The R code I'm currently using is the following (the example data is wrong, but at least you can see the code):
library(data.table)
library(magrittr)
stocks_periodo <-
structure(list(CODIGO_REFERENCIA = c("5293cb5478d6d400f0f555d531f2d63b",
"0fe0b44806573de5bde3c200455f5f03", "eb57daacff2abadf0f4551386f3c6678",
"2ead409e514f379fec7c94504f79206b", "cd0f1f709ed6631aeaf00881fc43ccad"
), PERIODO_INI = structure(c(1477512000, 1477512000, 1477512000,
1477512000, 1477512000), class = c("POSIXct", "POSIXt"), tzone = "Europe/Paris"),
PERIODO_FIN = structure(c(1477533600, 1477533600, 1477533600,
1477533600, 1477533600), class = c("POSIXct", "POSIXt"), tzone = "Europe/Paris")), class = "data.frame", .Names = c("CODIGO_REFERENCIA",
"PERIODO_INI", "PERIODO_FIN"), row.names = c(NA, -5L)) %>% data.table(key="PERIODO_INI,PERIODO_FIN")
calendario_n <-
structure(list(PERIODO_INI = structure(c(1477512000, 1477515600,
1477519200, 1477522800, 1477526400), class = c("POSIXct", "POSIXt"
), tzone = "Europe/Paris"), PERIODO_FIN = structure(c(1477512000,
1477515600, 1477519200, 1477522800, 1477526400), class = c("POSIXct",
"POSIXt"), tzone = "Europe/Paris")), .Names = c("PERIODO_INI",
"PERIODO_FIN"), row.names = c(NA, 5L), class = "data.frame") %>% data.table(key="PERIODO_INI,PERIODO_FIN")
consumos <-
structure(list(PERIODO = structure(c(1478034000, 1478037600,
1478041200, 1478044800, 1478048400), class = c("POSIXct", "POSIXt"
), tzone = ""), CODIGO_REFERENCIA = c("f3bcfd70cc0c3434d96278c0cfee1df4",
"f3bcfd70cc0c3434d96278c0cfee1df4", "f3bcfd70cc0c3434d96278c0cfee1df4",
"f3bcfd70cc0c3434d96278c0cfee1df4", "f3bcfd70cc0c3434d96278c0cfee1df4"
), DIARIO_CONSUMOS = c(8L, 8L, 8L, 8L, 8L)), class = "data.frame", .Names = c("PERIODO",
"CODIGO_REFERENCIA", "DIARIO_CONSUMOS"), row.names = c(NA, -5L
)) %>% data.table(key="CODIGO_REFERENCIA,PERIODO")
consumos_futuros<-
foverlaps(calendario_n, stocks_periodo, nomatch=0L) %>%
select(-i.PERIODO_INI, -PERIODO_FIN) %>%
rename(PERIODO_FIN= i.PERIODO_FIN) %>%
data.table(key="CODIGO_REFERENCIA,PERIODO_INI,PERIODO_FIN")
stocks_periodo %<>%
data.table(key=c("CODIGO_REFERENCIA", "PERIODO_INI", "PERIODO_FIN"))

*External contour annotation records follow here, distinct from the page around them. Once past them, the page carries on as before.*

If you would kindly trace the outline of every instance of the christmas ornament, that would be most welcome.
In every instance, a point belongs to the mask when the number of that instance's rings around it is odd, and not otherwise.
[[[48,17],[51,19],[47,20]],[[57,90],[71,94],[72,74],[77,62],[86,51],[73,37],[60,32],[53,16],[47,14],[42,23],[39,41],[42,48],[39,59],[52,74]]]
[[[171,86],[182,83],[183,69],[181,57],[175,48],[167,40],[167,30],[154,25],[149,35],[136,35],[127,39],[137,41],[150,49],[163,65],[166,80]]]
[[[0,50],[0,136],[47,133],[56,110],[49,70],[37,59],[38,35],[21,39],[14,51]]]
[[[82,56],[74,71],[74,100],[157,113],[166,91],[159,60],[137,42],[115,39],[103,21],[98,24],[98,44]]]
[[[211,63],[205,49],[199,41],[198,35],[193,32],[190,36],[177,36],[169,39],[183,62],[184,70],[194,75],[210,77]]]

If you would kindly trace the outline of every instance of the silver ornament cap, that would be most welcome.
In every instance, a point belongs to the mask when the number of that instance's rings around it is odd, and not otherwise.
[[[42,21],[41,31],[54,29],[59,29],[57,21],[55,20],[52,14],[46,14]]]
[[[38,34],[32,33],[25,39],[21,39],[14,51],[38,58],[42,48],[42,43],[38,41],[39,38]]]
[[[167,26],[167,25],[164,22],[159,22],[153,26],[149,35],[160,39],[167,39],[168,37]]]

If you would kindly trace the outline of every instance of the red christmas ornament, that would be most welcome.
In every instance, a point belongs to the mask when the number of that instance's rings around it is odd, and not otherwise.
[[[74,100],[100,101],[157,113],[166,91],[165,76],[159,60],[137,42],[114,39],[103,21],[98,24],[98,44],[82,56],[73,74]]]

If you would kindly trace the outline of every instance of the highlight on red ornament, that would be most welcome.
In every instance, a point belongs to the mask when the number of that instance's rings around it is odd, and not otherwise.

consumos_futuros <- consumos_futuros[!stocks_periodo]
consumos_futuros %<>%
rename(PERIODO= PERIODO_FIN) %>%
data.table(key="CODIGO_REFERENCIA,PERIODO") %>%
merge(consumos) %>%
group_by(CODIGO_REFERENCIA, PERIODO_INI) %>%
summarize(CONSUMO_TOTAL= sum(DIARIO_CONSUMOS)) %>%
data.table
Thanks in advance (and sorry if this was indeed answered somewhere else).